Judges are paid a salary of $229,125. Both Lor and Wilson will be up for re-election in 2024 for a full six-year term.
Newsom has now made 10 appointments to the Fresno County Superior Court since taking office in 2019.
Soria Files Anti-SLAPP Motion
Fresno City Councilwoman Esmeralda Soria, who is running for state Assembly, filed a motion to dismiss a defamation lawsuit against her. Known as “anti-SLAPP,” if granted, the lawsuit — filed by city council colleague and former Assembly candidate Mike Karbassi — would go away and Karbassi would owe legal fees.
Karbassi said a mailer sent by Soria during the June election campaign mislead voters about his use of public funds and intimated he violently abused women. The latter allegation was made on one side of the flyer, but actually referred to a consultant Karbassi hired. That fact was revealed on the reverse side.
The facts may come down to this — can misleading information on one side of a mailer be read in isolation, or must it be taken as a whole with both sides?
Soria Compares Rhetoric to Thomas Jefferson
The basis of an anti-SLAPP motion is that the lawsuit violates Soria’s first amendment rights. Her attorneys argue that the mailer was standard political tit-for-tat — Karbassi started it, they say — and technically true. In court papers, Soria’s team compared the mailers at issue to rhetoric in the Jefferson-Adams presidential race of 1800.
Another observation in the entire court proceedings— the differing recollections of Soria and a process server in sworn statements to the court. Initially, Soria said she was never personally served the lawsuit — a necessity to move the litigation forward. The process server said the two did have an in-person interaction. Soria did not mention any such encounter.
The issue of proper service became moot when both sides agreed in court last week to move the lawsuit forward.
The anti-SLAAP motion will be heard Sept. 1 in front of Fresno County Superior court Judge Kimberly Gaab.
Related Story: $4.5 Million Lawsuit Against Fresno Councilmember Will Continue, Judge Rules
Congressmembers Want Answers
The California Congressional Republican delegation want answers on water, in a letter sent to Interior Secretary Deb Haaland.
“The California Republican delegation has received no substantive response to multiple requests asking the Department of the Interior to explain why it began reconsultation, a process expected to cost more than $15 million of taxpayer money,” a news release from David Valadao, R-Hanford, said.
The letter expresses concern of “undue political influence on the Department in an attempt to cancel the Biological Opinions.”
Valley congressmembers Connie Conway, R-Tulare, and Kevin McCarthy, R-Bakersfield, joined Valadao.
“The entire process seems geared toward reaching a predetermined outcome, which is to sabotage policies that would direct more water to San Joaquin Valley communities that are suffering from a years-long water crisis,” Conway said in the news release.
First Three Women’s Commissioners Named
Three women have been nominated to the new City of Fresno Women’s Commission.

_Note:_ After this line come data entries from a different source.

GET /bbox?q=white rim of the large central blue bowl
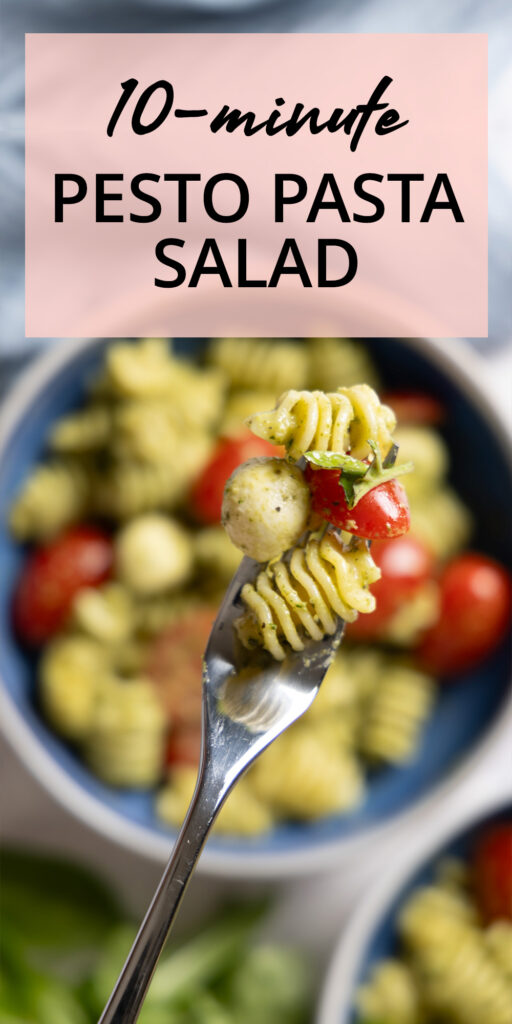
[0,338,512,881]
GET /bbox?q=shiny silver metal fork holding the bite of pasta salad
[98,558,344,1024]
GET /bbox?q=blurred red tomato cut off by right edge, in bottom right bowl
[473,822,512,924]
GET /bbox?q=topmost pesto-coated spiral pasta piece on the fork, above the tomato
[248,384,396,461]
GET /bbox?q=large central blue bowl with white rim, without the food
[0,339,512,878]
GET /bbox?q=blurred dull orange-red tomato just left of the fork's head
[145,606,217,728]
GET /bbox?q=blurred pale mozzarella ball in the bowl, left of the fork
[116,513,193,595]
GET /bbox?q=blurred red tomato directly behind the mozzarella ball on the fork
[190,431,283,523]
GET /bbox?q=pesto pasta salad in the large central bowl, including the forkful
[10,338,510,837]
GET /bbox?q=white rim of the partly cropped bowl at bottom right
[315,791,512,1024]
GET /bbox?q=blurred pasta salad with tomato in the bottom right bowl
[356,821,512,1024]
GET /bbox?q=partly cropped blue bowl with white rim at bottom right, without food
[317,801,512,1024]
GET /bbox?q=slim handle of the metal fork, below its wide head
[98,766,226,1024]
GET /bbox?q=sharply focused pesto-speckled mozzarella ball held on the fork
[222,458,310,562]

They will be formally voted on at Thursday’s city council meeting.
Councilman Mike Karbassi named Kacey Auston-Tibbetts; Miguel Arias named Guadalupe Cazarez; and Nelson Esparza named Aida Macedo.
Auston-Tibbetts also serves on the county women’s commission and is a longtime business consultant and entrepreneur.
Cazarez is paralegal with Central California Legal Services. Macedo is an attorney, and Esparza’s former chief of staff.
Each of the seven councilmembers will nominate a woman to the commission, which will advise the city on issues pertaining to women and girls in Fresno.